The Congressional Budget Office has the role of “scoring” legislation for its budgetary impact. What CBO says doesn’t necessarily dictate to the Senate parliamentarian whether a bill can be accomplished in reconciliation. But it doesn’t hurt to show a big number at CBO.
When CBO scored the Raise the Wage Act (the $15/hour minimum wage bill) in 2019, it showed almost no budget impact, with spending over the 10-year budget window of just $76 million. That’s because it only assessed the impact of the federal government having to pay more money to workers and contractors that it directly employs.
However there’s a significant ancillary impact on the federal budget from raising the minimum wage, in two ways. First, when people make more money they become less reliant (at least under current eligibility restrictions) on federal safety-net programs, like Medicaid or SNAP (food stamps). Second, higher wages means more tax revenue, both in federal withholding and in payroll taxes that go to Social Security and Medicare.
The combination of these measures make the minimum wage hike not at all incidental to the budget. The Berkeley Labor Center estimates that workers who would receive a wage increase in this bill receive $107 billion per year in safety net support. That wouldn’t be the budget impact—you have to factor in whether some of that spending is state money, and whether some safety net spending would continue, and the impact of tax revenue. There are also other workers not considered in CBO’s initial score, like the 3 million home healthcare workers paid out of Medicaid funds.
But there’s apparently a study coming soon that does all these calculations, finding that there’s a federal budget savings to raising the minimum wage of $65 billion per year.

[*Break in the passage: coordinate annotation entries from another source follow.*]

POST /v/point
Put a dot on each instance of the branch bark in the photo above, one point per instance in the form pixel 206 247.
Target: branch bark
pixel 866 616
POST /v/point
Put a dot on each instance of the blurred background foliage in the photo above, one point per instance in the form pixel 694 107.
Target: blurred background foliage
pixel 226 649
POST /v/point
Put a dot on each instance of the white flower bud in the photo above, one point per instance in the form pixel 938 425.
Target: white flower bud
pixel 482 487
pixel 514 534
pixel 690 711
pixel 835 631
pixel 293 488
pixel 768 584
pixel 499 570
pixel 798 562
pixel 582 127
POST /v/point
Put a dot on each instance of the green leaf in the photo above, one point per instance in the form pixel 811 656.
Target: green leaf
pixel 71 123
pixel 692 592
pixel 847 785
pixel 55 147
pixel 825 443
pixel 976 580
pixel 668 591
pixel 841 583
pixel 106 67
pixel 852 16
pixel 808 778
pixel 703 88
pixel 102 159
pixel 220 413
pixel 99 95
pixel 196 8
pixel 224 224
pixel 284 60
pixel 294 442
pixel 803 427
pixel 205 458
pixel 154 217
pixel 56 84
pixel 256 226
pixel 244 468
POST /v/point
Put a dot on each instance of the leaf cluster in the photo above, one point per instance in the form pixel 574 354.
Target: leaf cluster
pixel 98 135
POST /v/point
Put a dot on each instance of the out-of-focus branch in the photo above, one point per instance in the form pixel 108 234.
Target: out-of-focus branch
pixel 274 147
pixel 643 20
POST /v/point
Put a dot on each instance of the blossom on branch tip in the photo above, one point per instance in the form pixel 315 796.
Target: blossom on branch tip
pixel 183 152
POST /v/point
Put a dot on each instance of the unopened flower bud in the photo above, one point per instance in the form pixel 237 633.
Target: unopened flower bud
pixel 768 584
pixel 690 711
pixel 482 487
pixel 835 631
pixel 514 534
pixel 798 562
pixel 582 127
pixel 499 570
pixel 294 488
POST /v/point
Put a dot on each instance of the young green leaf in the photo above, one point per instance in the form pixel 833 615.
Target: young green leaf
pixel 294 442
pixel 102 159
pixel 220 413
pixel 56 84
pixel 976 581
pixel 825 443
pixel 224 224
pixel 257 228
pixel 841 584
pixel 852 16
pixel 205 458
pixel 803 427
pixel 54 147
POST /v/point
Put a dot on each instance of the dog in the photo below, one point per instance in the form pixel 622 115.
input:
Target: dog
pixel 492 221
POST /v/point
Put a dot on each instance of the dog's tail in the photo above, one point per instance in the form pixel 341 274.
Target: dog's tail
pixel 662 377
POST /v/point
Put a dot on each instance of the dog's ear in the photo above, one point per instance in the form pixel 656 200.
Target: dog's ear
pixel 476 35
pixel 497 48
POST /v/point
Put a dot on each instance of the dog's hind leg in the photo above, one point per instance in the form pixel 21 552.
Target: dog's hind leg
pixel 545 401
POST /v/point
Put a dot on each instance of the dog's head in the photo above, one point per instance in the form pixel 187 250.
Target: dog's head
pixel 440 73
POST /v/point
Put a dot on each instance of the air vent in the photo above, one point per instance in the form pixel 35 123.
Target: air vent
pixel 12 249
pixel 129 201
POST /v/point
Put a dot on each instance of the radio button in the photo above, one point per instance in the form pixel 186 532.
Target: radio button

There’s a big difference between spending $76 million over ten years, what CBO found in 2019, and saving $650 billion-plus, the 10-year budget impact of the minimum wage hike. Now, CBO has to provide another score. And they’re being pressured to consider the full budget impact. That score should come out this week. If the score shows the full impact, that will be powerful evidence to give to the Senate parliamentarian to allow the minimum wage hike to stay in the reconciliation bill.
So think about it; the salaries of 32 million workers may depend on whether economists in an office in D.C. decide to use a particular economic model to assess legislation.
CBO is in a somewhat unique position. The CBO director, Phil Swagel, was hired by Republicans, after they fired his predecessor for not giving them a good enough score on Obamacare repeal. But Democrats are in charge of both houses of Congress. CBO directors serve four-year terms, from midterm to midterm, and it doesn’t happen often—just twice since CBO’s establishment—that party control changes over in the middle of a term. In theory, Democrats could remove the Republican-appointed CBO director and install their own; the budget committees would make that recommendation. In practice that hasn’t happened before, for a new party to sweep out the old party’s CBO director midterm.
It’s not likely to happen; Swagel has been a pretty straight shooter. CBO’s score on Medicare for All, showing major savings on national health expenditures, was actually pretty pleasing to progressives. But the minimum wage score provides a test case. Progressive economists disagree with CBO’s model on the subject. CBO has an opportunity to change that. Not only would it allow Democrats to pass a minimum wage increase through reconciliation, it would give them up to $650 billion in headroom to add additional fiscal measures to the bill.
Biden really wants the minimum wage increase. The potential budget savings helps quiet rumblings about “too big” a stimulus, and would offer a lot of flexibility in reconciliation. That makes the CBO decision enormous. We’ll know this week.